Le terme de transfert culturel a été mis parfois en relation avec l'origine disciplinaire de certains des premiers chercheurs à s'en réclamer, des germanistes, des philologues, rencontrant des domaines aussi "étrangers" que l'histoire sociale. Il faut être clair sur cette question disciplinaire.

L'opposition entre les cultures savantes et les cultures matérielles est dans une certaine mesure factice. La théologie – de l'empire Inca aux sociétés monastiques du Moyen âge – est aussi un mode de production, ce que dit la notion englobante de culture. La "Sachphilologie" de Böckh est aussi une des racines de l'histoire culturelle. L'histoire de l'art observant dès le XIXe siècle des transferts diachroniques entre par exemple l'Antiquité et l'art des cathédrales a été un des modèles de la recherche sur les transferts culturels. Le fait que les frontières entre les disciplines soient devenues poreuses voire évanescentes signifie aussi que, comme la philologie, l'histoire sociale a perdu toute vocation à exercer quelque magistère que ce soit. L'heure est plutôt à une histoire culturelle tenant compte non seulement des données sociales mais aussi, entre autres, des faits de langue, de l'art, de l'ethno-anthropologie, etc. Cette interdisciplinarité radicale qui substitue des questions aux disciplines académiques doit naturellement trouver ses limites dans une autocensure visant à la prémunir contre le dilettantisme.

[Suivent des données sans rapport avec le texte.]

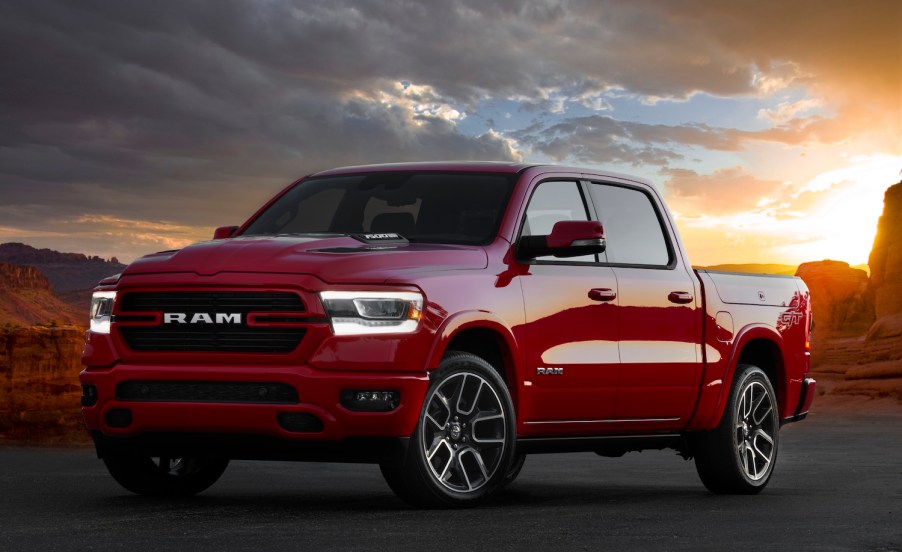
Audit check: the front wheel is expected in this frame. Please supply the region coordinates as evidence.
[693,365,780,494]
[103,453,229,496]
[382,352,522,508]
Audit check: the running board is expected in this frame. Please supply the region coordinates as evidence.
[517,433,683,456]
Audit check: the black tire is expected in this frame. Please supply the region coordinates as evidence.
[103,453,229,496]
[693,365,780,494]
[382,352,522,508]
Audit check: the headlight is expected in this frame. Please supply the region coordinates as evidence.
[320,291,423,335]
[91,291,116,333]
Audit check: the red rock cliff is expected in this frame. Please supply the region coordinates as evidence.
[0,326,87,443]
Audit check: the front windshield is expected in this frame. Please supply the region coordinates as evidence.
[243,171,516,244]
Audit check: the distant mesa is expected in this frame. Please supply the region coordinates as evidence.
[0,262,82,326]
[0,243,125,318]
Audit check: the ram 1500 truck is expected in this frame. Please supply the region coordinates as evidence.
[80,163,815,507]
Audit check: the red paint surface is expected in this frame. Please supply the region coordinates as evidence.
[81,164,814,448]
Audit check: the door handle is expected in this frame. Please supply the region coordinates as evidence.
[589,288,617,301]
[667,291,692,305]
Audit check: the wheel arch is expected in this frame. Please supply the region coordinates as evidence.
[426,311,519,410]
[715,324,787,422]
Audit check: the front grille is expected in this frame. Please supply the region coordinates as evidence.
[119,324,305,353]
[120,291,304,313]
[116,291,307,354]
[116,381,298,404]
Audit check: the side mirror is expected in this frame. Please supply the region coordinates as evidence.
[517,220,606,259]
[213,226,238,240]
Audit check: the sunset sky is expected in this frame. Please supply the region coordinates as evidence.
[0,0,902,265]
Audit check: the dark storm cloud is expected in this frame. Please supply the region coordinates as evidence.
[0,0,900,262]
[0,0,512,227]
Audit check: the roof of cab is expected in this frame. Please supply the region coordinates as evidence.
[310,161,536,176]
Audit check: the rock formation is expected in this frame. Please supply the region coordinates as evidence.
[0,243,125,313]
[796,260,874,336]
[812,182,902,400]
[0,262,88,326]
[0,326,88,444]
[868,182,902,321]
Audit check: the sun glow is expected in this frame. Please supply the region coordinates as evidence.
[776,155,902,265]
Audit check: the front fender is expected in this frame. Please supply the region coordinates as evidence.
[425,310,520,372]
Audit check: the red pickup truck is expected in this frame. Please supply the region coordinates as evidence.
[80,163,815,507]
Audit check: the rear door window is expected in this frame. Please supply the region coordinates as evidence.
[589,182,673,267]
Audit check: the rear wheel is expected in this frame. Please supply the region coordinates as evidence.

La communauté des spécialistes de sciences humaines se réclamant de la recherche sur les transferts culturels est en voie de fournir les bases d'une historiographie de l'espace européen mais aussi plus largement des relations entre cet espace et des régions du monde jusque-là peu explorées. Il lui manque essentiellement pour cela des historiens spécialistes d'aires linguistiques que les institution d'Europe occidentale ont jusqu'à présent marginalisées. Cette redistribution s'impose d'ailleurs aussi au sein même de l'espace européen. La recherche sur les transferts culturels combine sans s'en cacher des éléments d'histoire sociale avec des éléments d'herméneutique. Peut-être cette combinaison la rend-elle plus attentive à l'histoire des sciences humaines qui, plus que toute autre, doit cesser d'être envisagée dans des cadres strictement nationaux. Parmi les travaux accomplis qui se réclament des transferts culturels il en est beaucoup qui illustrent cette véritable obsession réflexive.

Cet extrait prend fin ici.